The Catholic Church is facing a critical shortage of clergy after losing one in five of its diocesan priests in just five years.
There were 2,536 active diocesan priests attached to the country’s churches in 2009, but that has slumped to 2,050, a drop of 20% that leaves many of the 1,359 parishes struggling for personnel.
Reform group the Association of Catholic Priests has announced that its annual general meeting later this year will focus specifically on the crisis in vocations.
The association, which represents about 1,000 of the country’s more radical Catholic diocesan and religious order priests, believes not enough is being done at Vatican level to help boost clergy numbers and has called for a review of the marriage ban.
However, Fr Willie Purcell, the Church’s National Co-ordinator for Diocesan Vocations, said there were signs of improvement in the number of men prepared to commit to the priesthood.
“We had an open day at Maynooth last Saturday week and 25 men attended,” said Fr Purcell. “Last year at the same event, 20 attended so we’re up by five and five is good. Over the last two years, the numbers of inquiries generally have grown significantly.

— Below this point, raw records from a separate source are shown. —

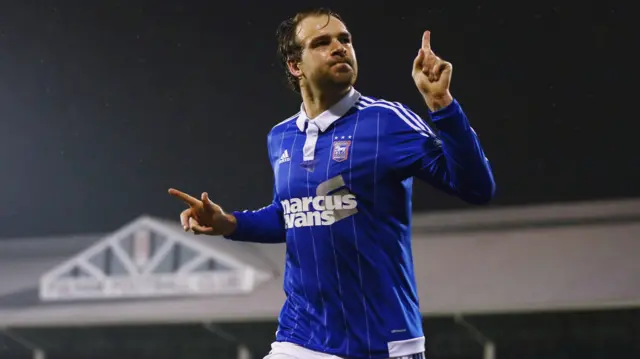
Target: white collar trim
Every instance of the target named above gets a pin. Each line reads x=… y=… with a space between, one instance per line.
x=325 y=119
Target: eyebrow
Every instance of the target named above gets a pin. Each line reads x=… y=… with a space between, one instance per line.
x=324 y=36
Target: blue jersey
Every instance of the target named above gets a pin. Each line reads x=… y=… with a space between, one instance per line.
x=342 y=204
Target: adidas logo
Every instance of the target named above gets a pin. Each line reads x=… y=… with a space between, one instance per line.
x=285 y=157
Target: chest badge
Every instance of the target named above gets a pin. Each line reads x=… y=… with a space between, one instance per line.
x=340 y=150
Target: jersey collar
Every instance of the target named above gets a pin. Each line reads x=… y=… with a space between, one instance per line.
x=325 y=119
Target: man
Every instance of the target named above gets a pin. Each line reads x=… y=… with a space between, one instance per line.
x=343 y=169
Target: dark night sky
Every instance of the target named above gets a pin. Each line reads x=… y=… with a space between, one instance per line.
x=106 y=104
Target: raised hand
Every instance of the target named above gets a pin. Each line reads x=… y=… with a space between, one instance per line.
x=203 y=216
x=432 y=75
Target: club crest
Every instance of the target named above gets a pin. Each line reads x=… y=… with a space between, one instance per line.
x=340 y=150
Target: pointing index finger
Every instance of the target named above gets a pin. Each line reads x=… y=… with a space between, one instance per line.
x=426 y=40
x=183 y=196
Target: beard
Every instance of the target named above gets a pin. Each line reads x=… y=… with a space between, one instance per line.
x=338 y=76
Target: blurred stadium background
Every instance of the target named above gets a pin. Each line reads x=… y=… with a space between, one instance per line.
x=547 y=281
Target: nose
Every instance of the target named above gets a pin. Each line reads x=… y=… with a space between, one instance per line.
x=339 y=49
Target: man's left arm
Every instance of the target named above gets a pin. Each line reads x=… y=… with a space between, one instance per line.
x=455 y=161
x=460 y=165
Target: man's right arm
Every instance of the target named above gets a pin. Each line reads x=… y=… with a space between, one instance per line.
x=265 y=225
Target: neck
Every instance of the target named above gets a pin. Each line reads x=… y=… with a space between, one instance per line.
x=316 y=102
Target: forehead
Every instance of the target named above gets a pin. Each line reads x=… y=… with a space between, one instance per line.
x=320 y=25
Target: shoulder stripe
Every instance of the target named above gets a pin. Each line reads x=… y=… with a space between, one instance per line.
x=417 y=120
x=403 y=117
x=288 y=119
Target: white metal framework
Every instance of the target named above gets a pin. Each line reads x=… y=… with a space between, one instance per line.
x=148 y=258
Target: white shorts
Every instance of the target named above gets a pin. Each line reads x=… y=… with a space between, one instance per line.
x=283 y=350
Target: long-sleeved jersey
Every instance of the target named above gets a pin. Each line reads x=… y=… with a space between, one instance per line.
x=342 y=204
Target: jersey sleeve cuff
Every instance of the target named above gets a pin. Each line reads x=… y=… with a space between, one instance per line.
x=451 y=110
x=450 y=118
x=240 y=232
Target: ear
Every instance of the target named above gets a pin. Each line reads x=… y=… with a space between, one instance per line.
x=294 y=68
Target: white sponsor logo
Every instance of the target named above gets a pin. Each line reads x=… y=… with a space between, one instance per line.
x=323 y=209
x=284 y=157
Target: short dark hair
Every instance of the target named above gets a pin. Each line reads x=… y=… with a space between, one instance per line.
x=288 y=46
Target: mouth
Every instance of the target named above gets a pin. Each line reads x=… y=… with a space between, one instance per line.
x=343 y=65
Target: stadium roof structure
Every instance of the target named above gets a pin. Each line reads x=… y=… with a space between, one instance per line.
x=514 y=259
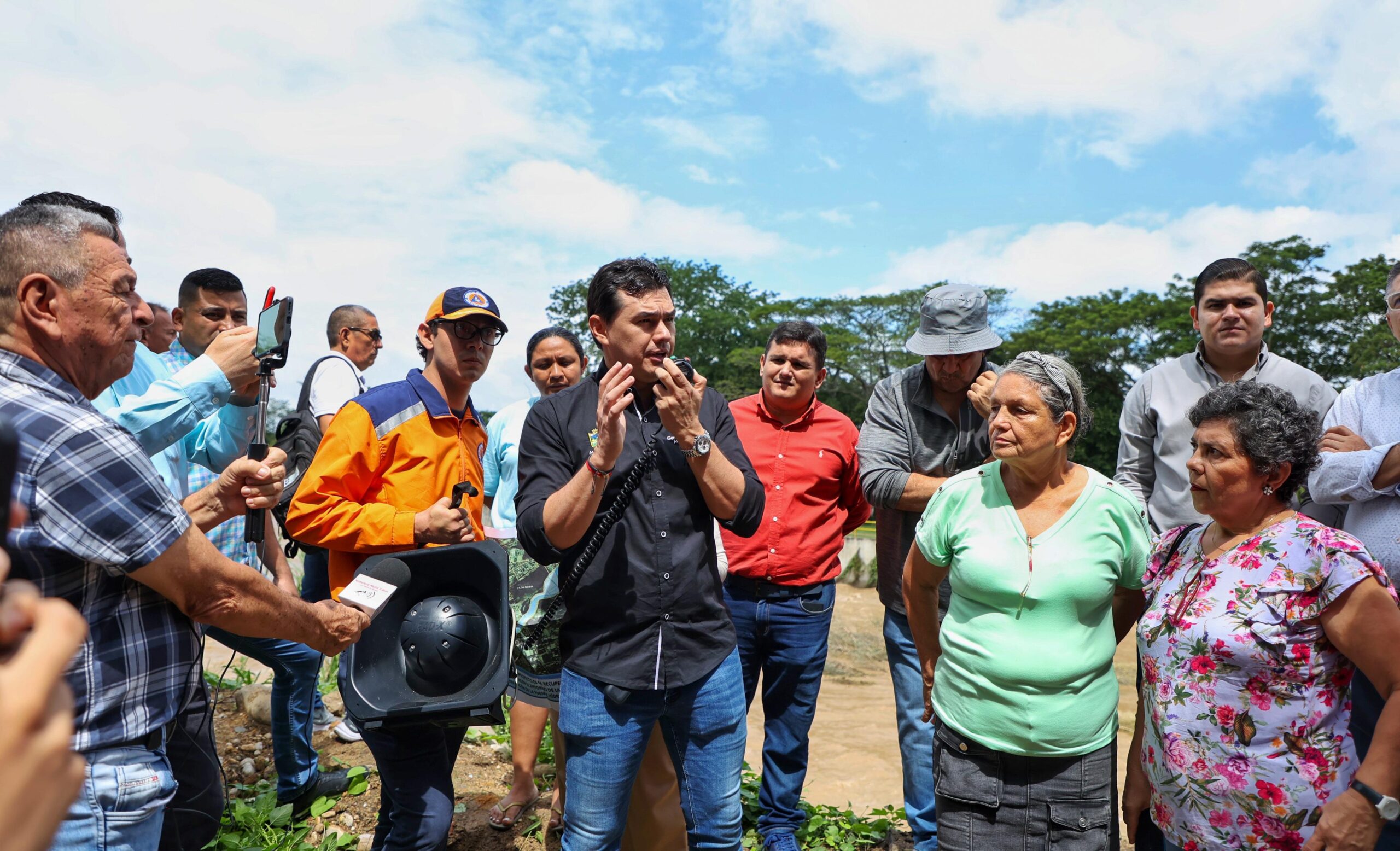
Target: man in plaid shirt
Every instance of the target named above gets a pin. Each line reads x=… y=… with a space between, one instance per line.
x=213 y=301
x=103 y=529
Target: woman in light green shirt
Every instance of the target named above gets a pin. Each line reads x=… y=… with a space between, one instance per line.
x=1046 y=560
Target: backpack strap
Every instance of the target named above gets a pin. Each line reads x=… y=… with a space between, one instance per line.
x=1176 y=544
x=306 y=386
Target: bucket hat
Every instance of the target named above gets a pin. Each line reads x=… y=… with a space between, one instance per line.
x=953 y=319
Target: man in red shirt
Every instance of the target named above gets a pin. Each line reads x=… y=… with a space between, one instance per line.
x=781 y=582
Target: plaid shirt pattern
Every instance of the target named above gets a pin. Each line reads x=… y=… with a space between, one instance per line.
x=98 y=511
x=228 y=537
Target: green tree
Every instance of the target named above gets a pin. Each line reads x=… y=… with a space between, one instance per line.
x=1357 y=293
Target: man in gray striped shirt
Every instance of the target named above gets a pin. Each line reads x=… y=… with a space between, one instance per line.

“The reality on the ground is that, at the moment, yes there is a lack of priests nationally, but the other reality is that the number of inquiries about going into the diocesan priesthood is increasing.”
Bishops yesterday marked World Day of Prayer for Vocations by calling on the Catholic faithful to promote vocations within their communities and parishes.
Bishop Denis Nulty said: “I am inviting parishes to reflect on when was the last time someone was ordained from their parish and asking all parishes to think about how they can actively promote vocations. I am also asking parents and friends to encourage, not discourage young people who need permission and reassurance to talk about priesthood.”
There are 4,345 priests in Ireland, according to the Irish Catholic Directory, but only 2,050 are active in diocesan work, while 696 are retired, sick, on study leave, or abroad.
The rest belong to religious orders. This group showed the smallest fall in the last five years, losing just 3% of personnel. During the same period, the number of religious brothers fell by 19% to 557 and the number of nuns by 13.5% to 6,820.
Fr Purcell said Church scandals had affected numbers but added those entering religious life now would do so at a time of renewal. “We have come through bad times, we have come through a time of purification, and now people are renewing their contract with the Church,” he said.